The Fahrbach Family
The family originated in Germany, but Philipp Fahrbach Sr. (1815-1885) was born in Vienna and at the age of five he could already play the flute. He had three brothers who were also musical. He joined Johann Strauss Father's orchestra after the latter parted with Joseph Lanner in 1827 and stayed with him until 1835. He was already composing, and Haslinger was his publisher from 1828. In 1835 Farhbach started his own orchestra and wrote one of the most descriptive railway pieces ever written, the Locomotiv-Galop. By 1841 he disbanded his orchestra and became the bandmaster of Vienna’s Hoch-und Deutschmeister Regiment where he conducted concerts in the Volksgarten, alternating with the Strauss Orchestra. When the regiment moved on, he left and started a civilian orchestra which coincided with Johann Strauss Jr’s début, so he faced a formidable rival. Because Johann Strauss Jr. had sided with the students in the 1848 revolution, Fahrbach was selected to direct the music at the Royal Court Balls, but despite this apparent victory, he could not compete with the new Strauss Orchestra and by 1854 had to give up his own orchestra. He returned to the army but came into conflict with its commander and left. He formed a civilian ensemble and became the house conductor for the Sperl establishment. A prolific composer, he wrote close to 500 works.

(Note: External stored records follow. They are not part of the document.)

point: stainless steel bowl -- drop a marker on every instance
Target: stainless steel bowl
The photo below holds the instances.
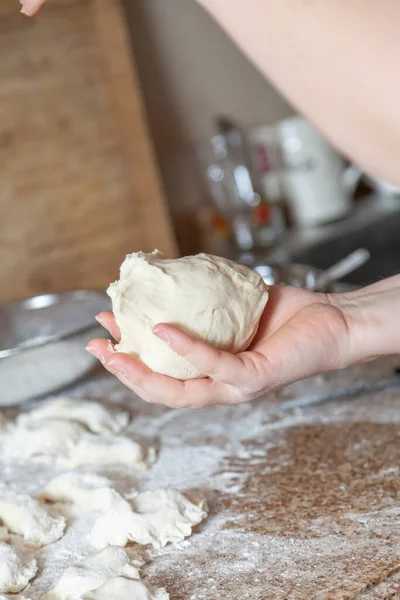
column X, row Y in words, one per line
column 42, row 343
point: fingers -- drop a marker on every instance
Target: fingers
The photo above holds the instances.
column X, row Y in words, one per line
column 156, row 388
column 224, row 367
column 107, row 320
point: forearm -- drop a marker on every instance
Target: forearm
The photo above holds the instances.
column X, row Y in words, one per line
column 335, row 60
column 373, row 319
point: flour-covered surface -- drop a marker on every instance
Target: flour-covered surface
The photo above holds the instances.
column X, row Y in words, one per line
column 304, row 502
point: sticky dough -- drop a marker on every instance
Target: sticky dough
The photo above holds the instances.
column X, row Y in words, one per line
column 95, row 417
column 83, row 490
column 72, row 435
column 26, row 517
column 154, row 517
column 16, row 570
column 211, row 298
column 92, row 572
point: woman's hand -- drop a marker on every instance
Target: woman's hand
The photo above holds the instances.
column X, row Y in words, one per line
column 301, row 334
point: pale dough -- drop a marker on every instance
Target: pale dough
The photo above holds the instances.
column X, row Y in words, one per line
column 26, row 517
column 211, row 298
column 45, row 442
column 153, row 517
column 70, row 445
column 16, row 570
column 92, row 572
column 92, row 415
column 84, row 490
column 120, row 588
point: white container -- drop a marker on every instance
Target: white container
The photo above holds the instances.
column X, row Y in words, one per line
column 313, row 174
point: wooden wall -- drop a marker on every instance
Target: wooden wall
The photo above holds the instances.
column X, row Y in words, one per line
column 79, row 187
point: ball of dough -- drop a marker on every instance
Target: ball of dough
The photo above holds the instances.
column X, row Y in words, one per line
column 210, row 298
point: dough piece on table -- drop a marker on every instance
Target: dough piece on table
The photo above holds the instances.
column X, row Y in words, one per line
column 4, row 534
column 16, row 570
column 211, row 298
column 85, row 490
column 109, row 450
column 153, row 517
column 120, row 588
column 71, row 445
column 92, row 572
column 14, row 597
column 24, row 516
column 41, row 441
column 94, row 416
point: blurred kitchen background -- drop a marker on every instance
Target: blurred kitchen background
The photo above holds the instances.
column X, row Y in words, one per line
column 136, row 124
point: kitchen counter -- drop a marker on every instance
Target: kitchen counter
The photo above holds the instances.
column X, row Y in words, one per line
column 304, row 500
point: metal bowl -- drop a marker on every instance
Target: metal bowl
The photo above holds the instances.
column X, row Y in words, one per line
column 42, row 343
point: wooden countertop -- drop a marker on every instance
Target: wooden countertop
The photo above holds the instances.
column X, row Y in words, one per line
column 304, row 503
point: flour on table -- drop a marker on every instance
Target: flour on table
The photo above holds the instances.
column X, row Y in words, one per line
column 26, row 517
column 84, row 490
column 92, row 572
column 152, row 517
column 95, row 417
column 120, row 588
column 16, row 570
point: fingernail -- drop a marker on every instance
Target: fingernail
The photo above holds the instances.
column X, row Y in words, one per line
column 102, row 323
column 110, row 347
column 162, row 335
column 94, row 352
column 115, row 369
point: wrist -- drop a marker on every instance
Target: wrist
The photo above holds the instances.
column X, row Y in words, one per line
column 373, row 318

His son, Philipp Fahrbach Jr. (1843-1894), was introduced to the public at the age of 11. He never made the same impression on the musical world as his father, taking up the position of bandmaster in Budapest and also in Vienna. He undertook concert tours to Berlin, Paris and Madrid and many of his works were first published by French publishers (hence the titles). He took over his father’s orchestra after his death and wrote a number of noteworthy works. He continued in this role until his untimely death. He also was a prolific composer with around 400 works. Like his father most of these works are to be found in archives for piano, but the amount of orchestral material available is rather limited, much of what is left has been played, or arranged for small ensembles from the piano edition.